Moreover, the early diastolic velocity to early diastolic myocardial velocity ratio, isovolumic relaxation time, ventricular systolic to diastolic duration ratio, and global longitudinal early diastolic strain rate, which have been reported as echocardiographic indices of diastolic dysfunction in previous studies, Reference Chowdhury, Bultts and Buckley7,Reference Goudar, Zak and Atz13,Reference Khoo, Smallhorn and Kaneko20 showed weak or no correlation with the time constant of isovolumic relaxation in the present study. Moreover, no association with the time constant of isovolumic relaxation was found in the multivariate analysis.

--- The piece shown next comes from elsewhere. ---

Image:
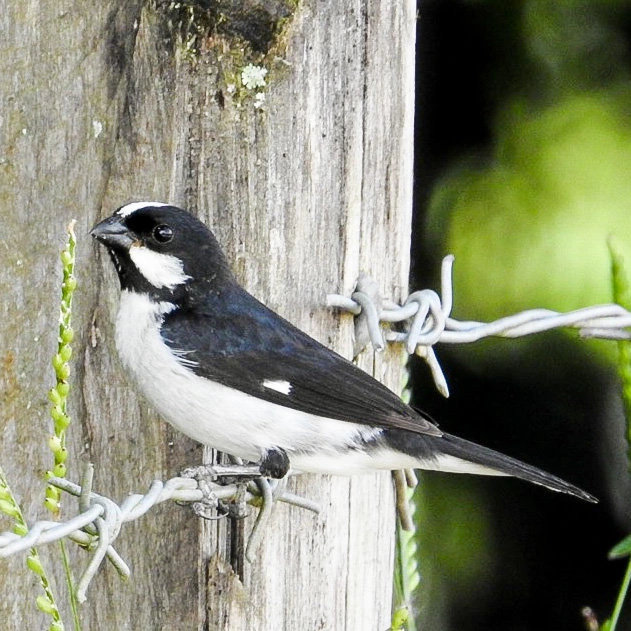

All the patients in this study had a right ventricular end-diastolic pressure ≤ 10 mmHg, which was lower than the population with diastolic impairment in the previous studies. Reference Husain, Gokhale and Nicholson21,Reference Cua, Moore-Clingenpeel and Husain22 This suggests that these indices may be less sensitive in detecting early relaxation impairment in diastolic dysfunction.
Study limitations
This study has several limitations. First, echocardiography and cardiac catheterisation were performed on different days, which may have affected our results. Second, a hydraulic catheter was used to measure the right ventricular end-diastolic pressure and the time constant of isovolumic relaxation. Micromanometers measure right ventricular end-diastolic pressure more accurately but are rarely used in clinical practice. Third, ventricular compliance requires recording the pressure–volume loop and assessing the end-diastolic pressure–volume relationship under multiple loading conditions, which were not performed in this study. Fourth, the sample size was too small to determine the cut-off value of global longitudinal strain to detect diastolic dysfunction.
Conclusions
This study showed that global longitudinal strain may be used as a surrogate marker of time constant of isovolumic relaxation, an invasive index of relaxation impairment, in post-Fontan operation patients with a single right ventricle, preserved ejection fraction, and no more than moderate tricuspid valve regurgitation. This study suggests that global longitudinal strain may be useful for diagnosing relaxation impairment in patients with a single right ventricle, which is difficult to detect early using conventional echocardiographic indices. However, the sample size of this study is not large enough to derive generalised conclusions, and it remains to be determined whether global longitudinal strain is equally useful in patients with reduced ejection fraction or more than moderate tricuspid valve regurgitation, so further validation is needed.
Acknowledgements
We greatly appreciate Dr Chisato Miyakoshi of Kobe City Medical Center General Hospital for his helpful advice on the statistical methods. We would also like to thank Editage (www.editage.com) for the English language editing.
Financial support
This research received no specific grant from any funding agency, commercial sector, or not-for-profit sector.
Competing interests
None.
Ethical standards
The authors assert that all procedures contributing to this work complied with the ethical guidelines for medical and health research involving human subjects and with the Declaration of Helsinki of 1975 (as revised in 2008). This study was approved by the Institutional Review Board of Shizuoka Children’s Hospital (R2-83).